Orgulho-me de, na vila de Santa Cruz da Graciosa, ter vivido uma infância solta e à solta, entre o azul do mar e o verde da Natureza, rodeado de animais, pássaros, árvores de fruto, relvas, roupa suja, mãos cheias de terra, correrias, berros, brigas com os amigos, fisgadas aos melros pretos, brincadeiras com grilos e gafanhotos, topadas nos calhaus, joelhos esfolados, sapatos esfarrapados de jogar à bola…



            Aprendi as regras da vida a jogar futebol na rua.

Jogávamos à bola onde calhava e sabíamos gerir os nossos tempos livres – a rapaziada organizava-se em grupos desportivos, segundo critérios variáveis: os do Graciosa contra os do Marítimo; os da Vila contra os do Santo; os da Calheta contra os da Barra; os de baixo contra os de cima…

Sabíamos também o que era a autogestão. Duas pedras de cada lado faziam as balizas, e as restantes marcações do campo eram mentalmente calculadas. As faltas e os castigos eram decididos por consenso, nem sempre rápido. Mas o jogo reatava-se democraticamente, por obediência à maioria e com uns sopapos à mistura. Porém, uma nódoa empanava o pleno funcionamento autogestionário desta prática desportiva: o dono da bola. Quando este declarava: “A bola é minha! Se o meu golo não valeu, não há mais bola”, a diplomacia tinha de entrar em cena, que isto de ser-se dono da bola tinha muito muito peso num tempo de muitas e variadas penúrias económicas, e numa altura em que uma bola, das boas, custava os olhos da cara.

Jogávamos à bola sem árbitro, sem regulamentos nacionais e internacionais, sem irregularidades nas inscrições dos jogadores, sem a contratação de estrelas.
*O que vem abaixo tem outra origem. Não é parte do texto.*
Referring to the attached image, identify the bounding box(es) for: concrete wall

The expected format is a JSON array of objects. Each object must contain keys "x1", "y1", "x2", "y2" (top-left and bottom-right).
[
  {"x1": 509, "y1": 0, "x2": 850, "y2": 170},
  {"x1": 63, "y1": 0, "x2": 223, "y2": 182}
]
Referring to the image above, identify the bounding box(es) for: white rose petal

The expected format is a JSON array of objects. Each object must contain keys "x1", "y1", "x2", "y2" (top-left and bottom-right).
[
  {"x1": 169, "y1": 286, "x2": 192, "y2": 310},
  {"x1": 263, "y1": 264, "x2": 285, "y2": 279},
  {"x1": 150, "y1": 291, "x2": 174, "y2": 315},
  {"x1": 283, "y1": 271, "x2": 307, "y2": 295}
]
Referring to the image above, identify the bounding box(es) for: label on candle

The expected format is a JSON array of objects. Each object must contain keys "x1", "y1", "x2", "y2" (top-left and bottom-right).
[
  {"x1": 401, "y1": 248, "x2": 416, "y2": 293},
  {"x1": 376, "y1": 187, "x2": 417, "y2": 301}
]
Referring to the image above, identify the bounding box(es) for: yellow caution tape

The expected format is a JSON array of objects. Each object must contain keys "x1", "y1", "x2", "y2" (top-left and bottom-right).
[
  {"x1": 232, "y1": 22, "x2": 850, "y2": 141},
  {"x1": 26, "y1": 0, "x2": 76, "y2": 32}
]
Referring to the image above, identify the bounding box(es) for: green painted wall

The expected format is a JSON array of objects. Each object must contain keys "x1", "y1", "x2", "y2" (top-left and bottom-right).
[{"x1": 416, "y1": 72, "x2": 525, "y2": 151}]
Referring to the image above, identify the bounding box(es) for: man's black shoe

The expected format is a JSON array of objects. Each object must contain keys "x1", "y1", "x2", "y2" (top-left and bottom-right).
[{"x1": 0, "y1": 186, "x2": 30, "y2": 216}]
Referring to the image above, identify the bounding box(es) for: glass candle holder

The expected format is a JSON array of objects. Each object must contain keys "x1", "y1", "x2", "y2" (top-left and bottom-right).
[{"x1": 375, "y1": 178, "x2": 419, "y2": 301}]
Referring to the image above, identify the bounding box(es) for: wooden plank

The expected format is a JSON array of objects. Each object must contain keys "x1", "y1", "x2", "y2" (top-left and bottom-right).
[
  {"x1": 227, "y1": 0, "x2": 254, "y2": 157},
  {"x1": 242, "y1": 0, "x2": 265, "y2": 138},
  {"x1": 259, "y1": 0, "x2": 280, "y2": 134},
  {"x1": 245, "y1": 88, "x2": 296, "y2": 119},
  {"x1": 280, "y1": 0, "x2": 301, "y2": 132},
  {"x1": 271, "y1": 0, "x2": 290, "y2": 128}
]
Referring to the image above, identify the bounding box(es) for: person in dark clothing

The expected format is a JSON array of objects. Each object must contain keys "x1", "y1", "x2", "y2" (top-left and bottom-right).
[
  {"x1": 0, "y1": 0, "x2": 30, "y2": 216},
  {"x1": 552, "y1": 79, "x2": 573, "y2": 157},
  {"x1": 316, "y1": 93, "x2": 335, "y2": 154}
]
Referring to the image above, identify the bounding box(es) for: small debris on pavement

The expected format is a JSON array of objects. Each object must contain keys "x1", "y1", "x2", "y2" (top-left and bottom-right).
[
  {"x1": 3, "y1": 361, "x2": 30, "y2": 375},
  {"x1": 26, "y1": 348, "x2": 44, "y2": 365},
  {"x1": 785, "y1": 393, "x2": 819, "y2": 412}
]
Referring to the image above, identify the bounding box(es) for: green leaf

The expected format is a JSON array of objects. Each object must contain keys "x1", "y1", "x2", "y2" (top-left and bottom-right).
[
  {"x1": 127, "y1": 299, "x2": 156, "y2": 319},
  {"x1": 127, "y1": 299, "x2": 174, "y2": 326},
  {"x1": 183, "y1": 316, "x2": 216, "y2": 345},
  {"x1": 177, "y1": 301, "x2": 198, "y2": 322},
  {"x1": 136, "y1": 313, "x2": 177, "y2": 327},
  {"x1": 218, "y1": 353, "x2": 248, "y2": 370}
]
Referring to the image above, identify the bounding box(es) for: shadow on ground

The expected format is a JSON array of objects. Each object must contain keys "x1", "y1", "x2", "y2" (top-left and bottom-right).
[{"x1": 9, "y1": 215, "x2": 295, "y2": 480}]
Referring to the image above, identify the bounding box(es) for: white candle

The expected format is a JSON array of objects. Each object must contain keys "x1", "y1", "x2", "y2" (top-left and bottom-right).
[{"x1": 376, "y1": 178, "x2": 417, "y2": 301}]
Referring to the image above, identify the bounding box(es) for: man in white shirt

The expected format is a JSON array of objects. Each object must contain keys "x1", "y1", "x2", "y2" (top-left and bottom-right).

Quem poderia imaginar, há mais de meio século, que isto de chutar e cabecear uma bola faria de um cidadão objeto de compra, troca e venda?

Passo-me dos carretos quando hoje vejo jogadores profissionais de futebol a dizerem, despudoradamente, que foram vendidos, comprados ou emprestados…

Não estaremos a viver o segundo momento de uma nova forma de escravatura?